No announcement yet.

Hot Water Heater & Valves

  • Filter
  • Time
  • Show
Clear All
new posts

  • #16
    Re: Hot Water Heater & Valves

    If the w.h. is in a basement, I like 2 valves. Illinois code doesn't exclude 2 valves. All commercial heaters should have 2 valves.


    • #17
      Re: Hot Water Heater & Valves

      Oh, and after the double valves,don't ferget co cap off the t+p , not!
      I can build anything You want , if you draw a picture of it , on the back of a big enough check .


      • #18
        Re: Hot Water Heater & Valves

        If you the plumber have put a ball valve on the hot you have opened the door for human nature to injure someone.

        They possibly would not want to call a plumber when the T+P is working properly and releasing water.
        They put a cap on the T+P "I can fix this honey"...
        The heater builds up excessive pressure and pinholes a weld on the tank...
        They close both valves and know it is now time to call you to replace the heater...
        You pull up to a house with a bunch of emergency vehicles in front of it because the homeowner never turned off the gas,"It wasn't what was leaking"
        With hot open maybe they will have a chance blowing a water supply.


        • #19
          Re: Hot Water Heater & Valves

          If you are on county water it is code in my state to install an expansion tank with the new water heater(cold side please!)


          • #20
            Re: Hot Water Heater & Valves

            [QUOTE=DUNBAR;185439]Follow to the end of this posting

            Given goob's asessment....let's say "goob" fires that heater back up not realizing there's an air pocket in the top 1/4 of the tank, and both valves are shut off. The upper element will fire first unless it's a completely cold tank, otherwise the bottom will fire first and the top fires to maintain ready to use hot water.
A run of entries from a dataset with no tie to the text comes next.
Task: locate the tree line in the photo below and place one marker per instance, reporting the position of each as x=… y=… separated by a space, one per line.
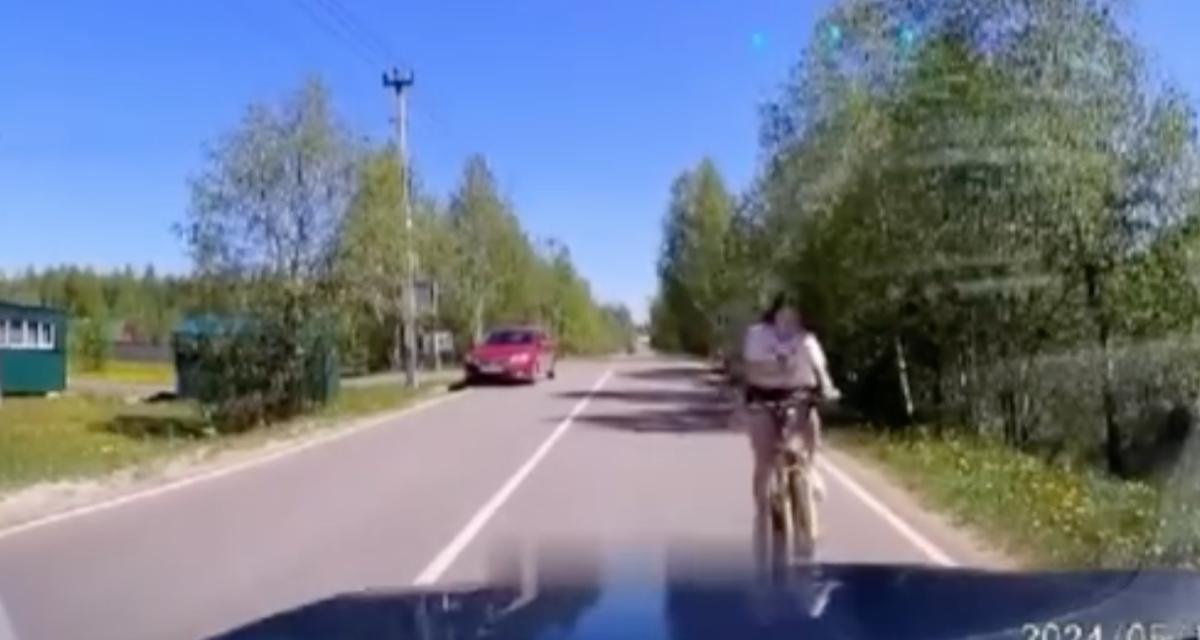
x=989 y=211
x=297 y=222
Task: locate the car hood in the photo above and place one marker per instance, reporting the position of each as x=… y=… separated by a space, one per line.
x=690 y=600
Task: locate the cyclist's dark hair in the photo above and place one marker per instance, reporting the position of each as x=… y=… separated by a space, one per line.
x=777 y=304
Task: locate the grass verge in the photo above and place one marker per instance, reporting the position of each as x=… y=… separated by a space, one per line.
x=130 y=372
x=87 y=436
x=1048 y=515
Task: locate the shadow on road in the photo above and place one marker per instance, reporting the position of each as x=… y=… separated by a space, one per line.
x=683 y=420
x=684 y=400
x=672 y=374
x=645 y=396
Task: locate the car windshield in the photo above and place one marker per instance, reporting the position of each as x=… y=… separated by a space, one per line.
x=510 y=338
x=301 y=297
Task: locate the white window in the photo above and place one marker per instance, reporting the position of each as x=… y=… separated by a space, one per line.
x=17 y=334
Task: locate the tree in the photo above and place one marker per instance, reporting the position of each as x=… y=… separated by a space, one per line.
x=985 y=208
x=693 y=268
x=263 y=225
x=372 y=247
x=484 y=232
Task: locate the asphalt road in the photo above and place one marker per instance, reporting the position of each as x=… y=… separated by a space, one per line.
x=630 y=452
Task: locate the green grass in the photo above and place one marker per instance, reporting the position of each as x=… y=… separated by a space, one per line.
x=85 y=436
x=130 y=372
x=1048 y=515
x=73 y=436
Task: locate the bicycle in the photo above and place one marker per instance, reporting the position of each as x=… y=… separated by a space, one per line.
x=792 y=527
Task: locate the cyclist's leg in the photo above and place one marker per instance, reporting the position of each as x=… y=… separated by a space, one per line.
x=763 y=443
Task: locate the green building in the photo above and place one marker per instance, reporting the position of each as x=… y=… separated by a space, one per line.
x=33 y=350
x=193 y=380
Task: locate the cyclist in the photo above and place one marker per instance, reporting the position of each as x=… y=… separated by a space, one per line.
x=780 y=359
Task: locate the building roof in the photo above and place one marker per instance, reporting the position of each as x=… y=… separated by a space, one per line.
x=22 y=307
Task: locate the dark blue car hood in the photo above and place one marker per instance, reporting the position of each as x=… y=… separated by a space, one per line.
x=683 y=602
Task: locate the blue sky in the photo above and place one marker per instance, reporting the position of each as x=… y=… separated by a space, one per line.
x=586 y=109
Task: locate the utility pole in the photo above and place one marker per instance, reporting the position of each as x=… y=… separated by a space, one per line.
x=399 y=85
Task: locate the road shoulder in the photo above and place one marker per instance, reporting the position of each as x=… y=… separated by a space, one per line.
x=53 y=501
x=964 y=545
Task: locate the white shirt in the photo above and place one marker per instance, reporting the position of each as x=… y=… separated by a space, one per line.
x=804 y=360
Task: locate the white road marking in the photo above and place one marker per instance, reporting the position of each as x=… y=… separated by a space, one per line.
x=103 y=506
x=6 y=632
x=888 y=515
x=438 y=566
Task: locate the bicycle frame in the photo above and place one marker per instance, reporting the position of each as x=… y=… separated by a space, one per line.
x=792 y=525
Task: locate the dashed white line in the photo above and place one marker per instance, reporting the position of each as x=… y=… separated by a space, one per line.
x=889 y=516
x=438 y=566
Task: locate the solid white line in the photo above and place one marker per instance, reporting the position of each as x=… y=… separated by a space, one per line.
x=112 y=503
x=888 y=515
x=438 y=566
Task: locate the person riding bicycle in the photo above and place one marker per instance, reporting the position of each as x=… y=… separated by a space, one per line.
x=780 y=359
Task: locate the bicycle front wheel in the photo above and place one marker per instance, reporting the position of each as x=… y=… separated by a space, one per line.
x=804 y=515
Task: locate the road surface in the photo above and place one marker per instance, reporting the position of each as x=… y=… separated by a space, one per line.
x=624 y=452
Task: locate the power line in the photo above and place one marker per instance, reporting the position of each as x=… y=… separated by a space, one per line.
x=347 y=39
x=355 y=27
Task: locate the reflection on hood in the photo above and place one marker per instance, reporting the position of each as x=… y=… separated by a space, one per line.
x=585 y=594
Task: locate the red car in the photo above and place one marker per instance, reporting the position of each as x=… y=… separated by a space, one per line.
x=511 y=353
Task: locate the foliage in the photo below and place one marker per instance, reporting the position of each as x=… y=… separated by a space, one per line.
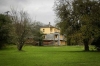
x=37 y=34
x=79 y=19
x=5 y=29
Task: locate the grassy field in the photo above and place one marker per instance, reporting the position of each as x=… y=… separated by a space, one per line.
x=49 y=56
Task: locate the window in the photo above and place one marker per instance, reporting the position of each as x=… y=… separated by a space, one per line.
x=50 y=29
x=43 y=30
x=56 y=36
x=44 y=36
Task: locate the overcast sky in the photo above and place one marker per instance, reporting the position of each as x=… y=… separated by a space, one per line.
x=41 y=10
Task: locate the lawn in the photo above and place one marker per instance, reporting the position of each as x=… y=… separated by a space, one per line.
x=49 y=56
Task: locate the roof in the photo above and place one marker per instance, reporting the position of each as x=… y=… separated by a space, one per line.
x=47 y=26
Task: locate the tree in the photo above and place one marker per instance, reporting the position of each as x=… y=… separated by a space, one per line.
x=21 y=22
x=37 y=34
x=79 y=17
x=5 y=29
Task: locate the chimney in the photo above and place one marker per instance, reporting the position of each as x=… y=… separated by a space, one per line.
x=49 y=24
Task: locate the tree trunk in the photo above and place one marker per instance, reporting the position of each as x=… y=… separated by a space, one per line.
x=86 y=45
x=20 y=47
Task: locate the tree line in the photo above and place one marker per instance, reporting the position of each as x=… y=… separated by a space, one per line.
x=79 y=21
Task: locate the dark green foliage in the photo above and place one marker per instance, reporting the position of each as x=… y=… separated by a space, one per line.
x=5 y=29
x=79 y=20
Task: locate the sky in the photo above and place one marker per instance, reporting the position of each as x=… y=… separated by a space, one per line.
x=39 y=10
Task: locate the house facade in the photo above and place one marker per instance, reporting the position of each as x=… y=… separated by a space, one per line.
x=52 y=35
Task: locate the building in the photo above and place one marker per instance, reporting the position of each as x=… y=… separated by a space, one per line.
x=52 y=35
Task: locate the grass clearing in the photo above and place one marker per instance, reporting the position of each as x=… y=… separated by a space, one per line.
x=48 y=56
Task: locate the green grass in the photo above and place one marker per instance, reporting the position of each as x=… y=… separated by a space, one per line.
x=49 y=56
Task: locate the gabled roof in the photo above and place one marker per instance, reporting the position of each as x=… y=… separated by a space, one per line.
x=47 y=26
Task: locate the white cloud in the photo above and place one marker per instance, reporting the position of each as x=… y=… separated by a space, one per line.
x=42 y=9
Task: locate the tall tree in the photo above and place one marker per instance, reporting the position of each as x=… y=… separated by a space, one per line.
x=5 y=29
x=37 y=34
x=79 y=17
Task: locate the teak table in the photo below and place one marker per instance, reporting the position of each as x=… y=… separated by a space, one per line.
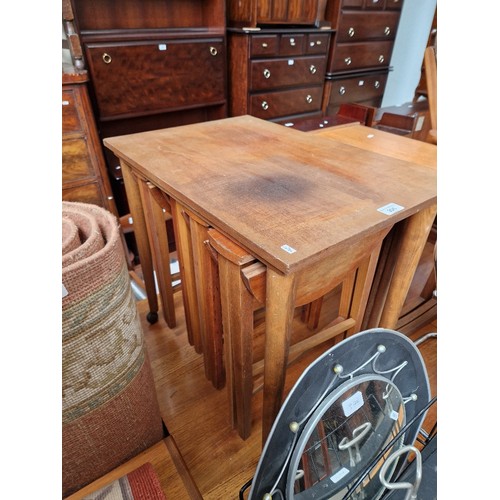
x=307 y=209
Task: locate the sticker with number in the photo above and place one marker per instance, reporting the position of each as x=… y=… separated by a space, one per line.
x=390 y=208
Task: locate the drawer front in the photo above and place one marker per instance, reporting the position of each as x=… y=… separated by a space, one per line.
x=394 y=4
x=357 y=89
x=71 y=122
x=354 y=56
x=317 y=44
x=292 y=44
x=273 y=73
x=87 y=193
x=357 y=26
x=264 y=45
x=374 y=4
x=153 y=77
x=76 y=163
x=286 y=102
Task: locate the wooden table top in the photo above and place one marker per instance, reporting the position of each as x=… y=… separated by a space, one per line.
x=289 y=197
x=382 y=142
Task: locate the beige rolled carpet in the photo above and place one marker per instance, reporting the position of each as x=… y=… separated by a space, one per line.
x=110 y=411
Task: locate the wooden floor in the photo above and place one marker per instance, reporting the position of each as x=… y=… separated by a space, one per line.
x=197 y=415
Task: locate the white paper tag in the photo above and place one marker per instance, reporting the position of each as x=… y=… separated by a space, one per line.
x=288 y=249
x=390 y=208
x=339 y=475
x=355 y=402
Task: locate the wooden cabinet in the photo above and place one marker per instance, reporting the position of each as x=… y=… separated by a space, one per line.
x=152 y=64
x=277 y=73
x=84 y=176
x=253 y=13
x=360 y=52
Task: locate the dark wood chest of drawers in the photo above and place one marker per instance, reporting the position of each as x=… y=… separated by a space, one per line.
x=361 y=50
x=152 y=64
x=84 y=176
x=277 y=73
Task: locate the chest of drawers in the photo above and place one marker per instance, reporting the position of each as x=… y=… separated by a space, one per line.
x=276 y=73
x=360 y=54
x=84 y=177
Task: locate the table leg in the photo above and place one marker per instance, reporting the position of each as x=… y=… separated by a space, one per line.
x=186 y=268
x=208 y=296
x=280 y=300
x=158 y=240
x=414 y=235
x=141 y=238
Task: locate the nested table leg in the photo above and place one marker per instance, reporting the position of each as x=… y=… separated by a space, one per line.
x=209 y=302
x=158 y=239
x=186 y=268
x=141 y=237
x=280 y=300
x=414 y=236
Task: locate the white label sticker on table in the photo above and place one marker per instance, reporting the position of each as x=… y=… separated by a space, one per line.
x=288 y=249
x=339 y=475
x=390 y=209
x=355 y=402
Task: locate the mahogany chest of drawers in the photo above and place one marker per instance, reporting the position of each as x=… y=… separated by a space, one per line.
x=84 y=176
x=361 y=50
x=277 y=73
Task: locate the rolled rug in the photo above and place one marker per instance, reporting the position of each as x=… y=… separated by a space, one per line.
x=110 y=411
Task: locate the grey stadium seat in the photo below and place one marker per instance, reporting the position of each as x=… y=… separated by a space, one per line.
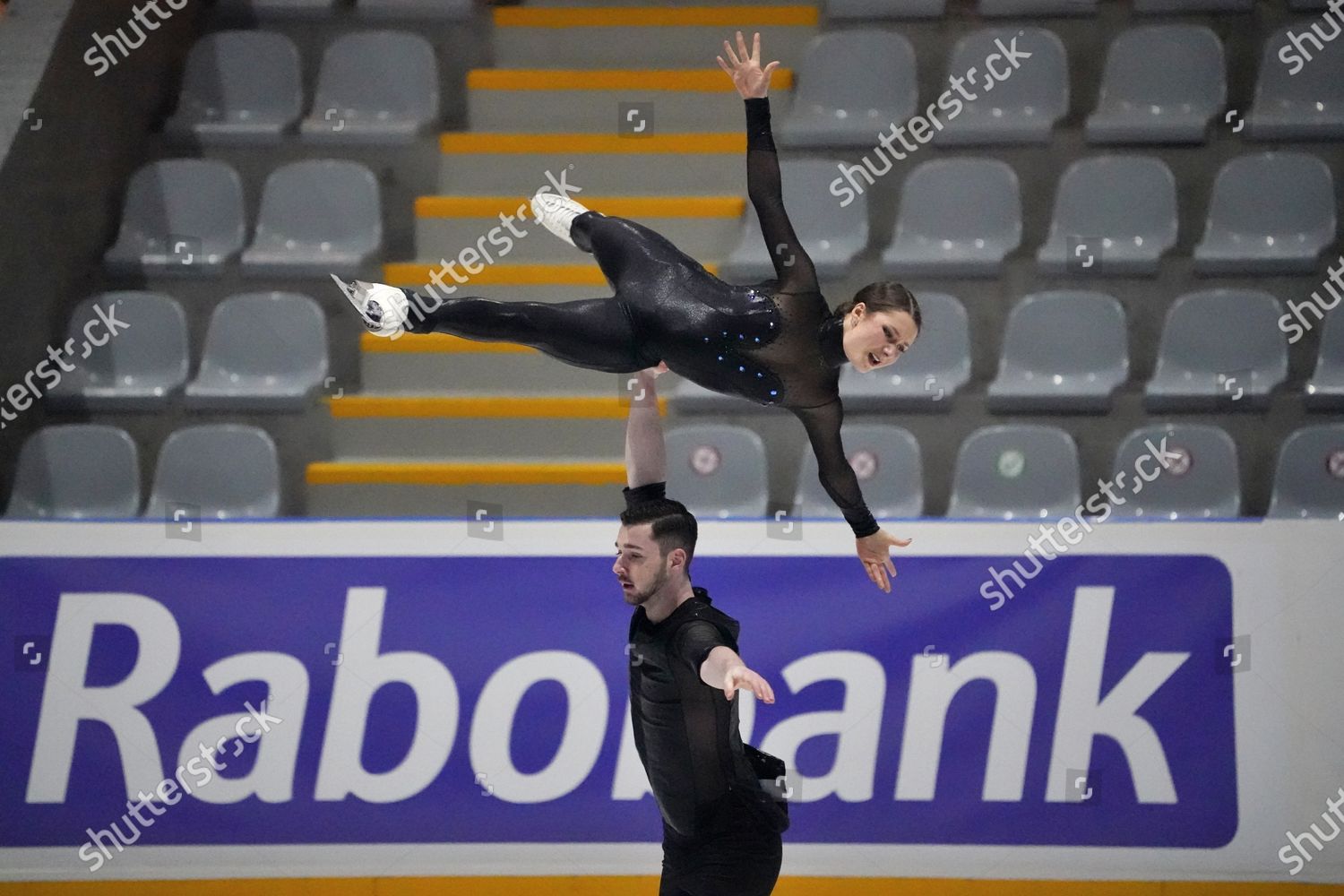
x=887 y=463
x=1064 y=351
x=375 y=88
x=263 y=351
x=1015 y=473
x=832 y=234
x=317 y=217
x=416 y=8
x=1309 y=478
x=142 y=368
x=182 y=217
x=1113 y=215
x=77 y=471
x=1021 y=109
x=1203 y=481
x=1301 y=99
x=959 y=218
x=847 y=10
x=999 y=8
x=1220 y=349
x=1269 y=214
x=215 y=471
x=239 y=88
x=1325 y=389
x=926 y=376
x=1163 y=83
x=832 y=108
x=717 y=470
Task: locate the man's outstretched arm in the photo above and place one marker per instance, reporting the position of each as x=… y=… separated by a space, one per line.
x=645 y=454
x=723 y=668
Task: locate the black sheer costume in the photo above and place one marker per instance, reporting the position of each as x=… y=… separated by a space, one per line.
x=774 y=343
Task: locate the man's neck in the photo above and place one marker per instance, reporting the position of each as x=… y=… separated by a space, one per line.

            Now in a very possible situation, the element kicks on and that air trapped in that tank is becoming heated and there's no way for it to escape. If the T&P doesn't open and expel that air....that's a pressure cooker, that's time bomb with serious ramifications if the air doesn't escape.


            Wouldn't the thermostat cut of the power to the element once it reached temperature at like 60 deg Celsius long before it would produce stream.

            I am not sure when you said about the hot water tank only being 3/4 full if the top element is in the water or not. If the element was not in the water it may heat up the air for a little but would burn out as it would get far to hot, it needs the water to keep it at a reasonably temperature.

            I thought that the pressure cooker worked on boiling water turning to steam.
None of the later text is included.